SEC seizes further assets from fraudulent ICO
US financial regulator the Securities and Exchange Commission (SEC) received an order to freeze the assets of Dominic Lacroix this week in an ongoing action to enforce previous securities fraud charges related to his PlexCorps company and its PlexCoin initial coin offering (ICO) in December.
Lacroix was alleged to have used secret bank accounts to dump assets from the ICO that raised up to $15m from thousands of investors, the SEC originally reported in December. The ICO had falsely promised a 13-fold profit in less than a month.
Full-fledged cyber scam
Lacroix, who had previously violated securities laws in Quebec, Canada, was charged with selling PlexCoin securities across the US and the SEC said the case had all the characteristics of a “full-fledged cyber scam”. Lacroix’s partner Sabrina Paradis-Royer was also charged with fraud.

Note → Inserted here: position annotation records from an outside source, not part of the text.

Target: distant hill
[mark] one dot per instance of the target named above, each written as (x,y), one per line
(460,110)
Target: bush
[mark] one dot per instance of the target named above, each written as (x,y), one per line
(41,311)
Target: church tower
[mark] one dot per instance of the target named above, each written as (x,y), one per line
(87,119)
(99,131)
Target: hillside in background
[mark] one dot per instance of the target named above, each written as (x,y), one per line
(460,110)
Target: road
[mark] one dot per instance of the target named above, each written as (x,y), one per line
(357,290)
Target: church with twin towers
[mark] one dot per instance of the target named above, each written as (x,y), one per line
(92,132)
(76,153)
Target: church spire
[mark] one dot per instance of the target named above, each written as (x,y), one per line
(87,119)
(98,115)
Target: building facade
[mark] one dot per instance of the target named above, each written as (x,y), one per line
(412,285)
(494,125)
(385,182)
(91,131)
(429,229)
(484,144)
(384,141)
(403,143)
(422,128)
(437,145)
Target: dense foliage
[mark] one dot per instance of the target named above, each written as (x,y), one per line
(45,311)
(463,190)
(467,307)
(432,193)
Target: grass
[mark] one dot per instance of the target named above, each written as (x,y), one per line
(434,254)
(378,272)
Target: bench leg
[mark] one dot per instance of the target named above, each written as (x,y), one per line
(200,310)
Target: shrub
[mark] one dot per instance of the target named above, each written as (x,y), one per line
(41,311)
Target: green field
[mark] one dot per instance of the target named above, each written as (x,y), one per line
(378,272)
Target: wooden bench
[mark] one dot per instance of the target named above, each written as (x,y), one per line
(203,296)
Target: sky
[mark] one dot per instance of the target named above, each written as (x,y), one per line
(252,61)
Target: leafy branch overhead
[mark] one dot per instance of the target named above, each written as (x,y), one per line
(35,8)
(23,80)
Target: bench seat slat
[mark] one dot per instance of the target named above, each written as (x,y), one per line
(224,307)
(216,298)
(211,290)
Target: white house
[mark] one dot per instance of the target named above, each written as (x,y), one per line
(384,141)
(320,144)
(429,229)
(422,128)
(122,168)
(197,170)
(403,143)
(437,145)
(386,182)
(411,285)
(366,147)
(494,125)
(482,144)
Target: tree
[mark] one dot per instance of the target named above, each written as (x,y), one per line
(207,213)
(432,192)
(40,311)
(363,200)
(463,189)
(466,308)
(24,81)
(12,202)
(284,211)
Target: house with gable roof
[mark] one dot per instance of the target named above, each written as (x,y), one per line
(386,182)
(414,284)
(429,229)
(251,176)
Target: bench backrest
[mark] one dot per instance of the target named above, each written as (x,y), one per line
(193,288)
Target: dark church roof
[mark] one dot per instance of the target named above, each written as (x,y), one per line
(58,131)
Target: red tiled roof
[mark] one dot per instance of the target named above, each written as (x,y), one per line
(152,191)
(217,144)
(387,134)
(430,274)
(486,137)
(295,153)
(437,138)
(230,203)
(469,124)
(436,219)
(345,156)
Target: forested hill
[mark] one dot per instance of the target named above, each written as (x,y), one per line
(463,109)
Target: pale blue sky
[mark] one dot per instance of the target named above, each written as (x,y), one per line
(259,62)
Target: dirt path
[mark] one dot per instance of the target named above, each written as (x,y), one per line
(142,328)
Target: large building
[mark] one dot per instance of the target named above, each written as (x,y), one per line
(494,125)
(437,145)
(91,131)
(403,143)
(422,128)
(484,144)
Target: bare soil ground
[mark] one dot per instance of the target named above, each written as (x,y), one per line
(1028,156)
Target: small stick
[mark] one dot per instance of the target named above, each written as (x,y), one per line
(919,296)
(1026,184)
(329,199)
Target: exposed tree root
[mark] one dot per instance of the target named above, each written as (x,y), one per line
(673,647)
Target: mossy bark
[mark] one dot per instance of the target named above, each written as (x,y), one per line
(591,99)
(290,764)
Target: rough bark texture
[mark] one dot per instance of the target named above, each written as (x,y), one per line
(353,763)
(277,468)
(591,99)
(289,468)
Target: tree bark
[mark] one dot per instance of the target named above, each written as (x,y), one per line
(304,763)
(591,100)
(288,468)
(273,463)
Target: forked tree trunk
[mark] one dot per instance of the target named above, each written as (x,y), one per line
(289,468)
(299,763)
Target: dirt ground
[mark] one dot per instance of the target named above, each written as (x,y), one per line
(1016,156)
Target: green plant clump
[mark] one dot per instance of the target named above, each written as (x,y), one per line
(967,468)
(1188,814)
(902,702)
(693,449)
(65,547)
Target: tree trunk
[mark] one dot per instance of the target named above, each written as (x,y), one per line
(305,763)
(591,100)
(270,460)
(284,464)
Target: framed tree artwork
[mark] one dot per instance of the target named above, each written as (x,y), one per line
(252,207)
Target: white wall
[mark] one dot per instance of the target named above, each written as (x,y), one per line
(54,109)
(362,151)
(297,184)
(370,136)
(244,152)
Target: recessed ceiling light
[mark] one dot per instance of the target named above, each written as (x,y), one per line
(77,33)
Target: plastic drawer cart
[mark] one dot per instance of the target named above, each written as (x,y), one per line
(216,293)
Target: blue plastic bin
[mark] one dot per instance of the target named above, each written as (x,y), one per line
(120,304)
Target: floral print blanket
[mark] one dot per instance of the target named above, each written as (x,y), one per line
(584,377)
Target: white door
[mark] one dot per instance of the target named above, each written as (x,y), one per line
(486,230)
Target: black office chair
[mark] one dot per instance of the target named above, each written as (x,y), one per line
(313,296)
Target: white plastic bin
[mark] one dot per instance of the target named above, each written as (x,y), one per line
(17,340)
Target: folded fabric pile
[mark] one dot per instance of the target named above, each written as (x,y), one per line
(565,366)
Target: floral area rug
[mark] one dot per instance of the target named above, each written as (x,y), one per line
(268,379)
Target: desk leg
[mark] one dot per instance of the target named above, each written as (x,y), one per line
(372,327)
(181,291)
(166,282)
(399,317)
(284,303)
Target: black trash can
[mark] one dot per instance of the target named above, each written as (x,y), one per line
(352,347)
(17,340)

The additional action was ordered so the SEC can collect interest and other penalties related to the PlexCoin ICO – launched in August 2017.
The action highlighted the growing concern over scam ICOs. They look like the real deal, but some make promises of profits that are hard to believe.
“We acted quickly to protect retail investors from this initial coin offering’s false promises,” the SEC said following the initial charges against Lacroix.
SEC ICO advice
Last month, the SEC set up the HoweyCoins ICO promotion page – its own example of a fraudulent offering – to alert investors about what to look out for before investing in an ICO.
“As with any other type of potential investment, if a promoter guarantees returns, if an opportunity sounds too good to be true, or if you are pressured to act quickly, please exercise extreme caution and be aware of the risk that your investment may be lost,” the SEC advised on its page on ICOs.
Risks for retail investors
Nasdaq’s chief executive also weighed in on the ICO theme, telling attendees at the Future of Fintech conference in New York on Wednesday that initial coin offerings posed “serious risks” for retail investors.
Adena Friedman said lack of transparency, regulation and accountability left retail investors at risk of serious fraud.
“To make it no rules at all, when companies can just willy-nilly take people’s money and offer no information at all, with no governance, that sounds to me like you’re taking advantage of people,” she said.
She added that while the SEC requires firms to provide retail investors with the same ICO data as banks and other institutions, the ICO process had “almost no oversight”.
Knives out for ICOs
The knives have been out for ICOs all week. John McAfee, anti-virus magnate and crypto-evangelist, said earlier in the week that he was to stop promoting ICO projects due to rising regulatory “threats” from the SEC.
Meanwhile Chicago Board Options Exchange’s markets president Chris Concannon said the ICO market was about to face a “regulatory reckoning” that would result in a slew of class action lawsuits.